Its not 1x Large and 1x short one.
Lets start with the basics: I will make an assumption here - humans, tieflings, elves, gith and half-elves most likely share a rig (= skeleton which gets animated) halflings, dwarfs and gnomes (goblins as well) most likely same thing. I would have to check the heights, but there is a chance dragonborn and orcs have the same rig + tail for dragonborn (otherwise those 2 might be separated as well or half orcs use the human one).
Now multiply that by 2 for genders. Lets ignore the bodytypes because I've not seen enough to say how many there are and what possible can be reused.
Since males and females usually move very differently (think of female Shepard's complaints about their male walk) you will need to keep the animations done for both genders.

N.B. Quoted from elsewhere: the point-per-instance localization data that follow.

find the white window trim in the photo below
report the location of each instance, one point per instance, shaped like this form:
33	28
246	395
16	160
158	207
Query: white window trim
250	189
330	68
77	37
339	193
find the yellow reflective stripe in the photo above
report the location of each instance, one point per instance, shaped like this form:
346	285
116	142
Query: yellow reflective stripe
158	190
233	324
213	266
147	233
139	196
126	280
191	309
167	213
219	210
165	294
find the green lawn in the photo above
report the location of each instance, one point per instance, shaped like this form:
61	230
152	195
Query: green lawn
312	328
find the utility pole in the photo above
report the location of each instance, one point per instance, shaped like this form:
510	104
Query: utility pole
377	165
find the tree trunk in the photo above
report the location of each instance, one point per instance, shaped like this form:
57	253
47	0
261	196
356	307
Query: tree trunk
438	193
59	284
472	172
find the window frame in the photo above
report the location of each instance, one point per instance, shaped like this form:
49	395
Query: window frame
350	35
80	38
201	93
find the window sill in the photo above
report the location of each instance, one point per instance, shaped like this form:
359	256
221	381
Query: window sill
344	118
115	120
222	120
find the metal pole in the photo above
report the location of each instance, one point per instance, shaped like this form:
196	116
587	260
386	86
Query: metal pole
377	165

Ok, that's 6 sets of custom animations for each one of the characters involved in the scene (probably all created just to be used in these scenes and not in the average game) - lets assume the origin characters have always the same animation and role in their own scene - that is also assuming that when you play origin characters they don't have their own animation when in someone else's sex scene (so all male average will act like Astarion when sleeping with Haslin). This puts us a 6 different sets of animations + origin character per sex scene.
That's just the animations. Now the different sizes might mean different camera and light setups - which would be probably up to 3 different setups, and just looking at Haslin's scene its not 1 camera angle and done.
Add to that special effects for narrative reasons like Haslin's transformation or other cases.
All of this in scenes that have high quality expectations because they are important to players, while the camera is often close up, a lot of touching is happening with things like hair and softer body parts like breasts - all things that can't be simulated with video game character assets (so if you want those to look good you actually would have to do custom solutions for those scenes are not feasible for the regular game due to performance).
Comparing that to Geralt having sex scenes with chosen female characters 10 years ago when the graphical fidelity was way lower. Or games where those scenes fade to black - its a tremendous difference in effort and time spent.
Sure you can make shortcuts and lower the quality of each of those, but that's my point - if you are doing cinematics you should have a certain level of consistency at least in the main ones (main story, important side quests, romances,...). If you can't it will look off in the game and that usually isn't something AAA game devs want.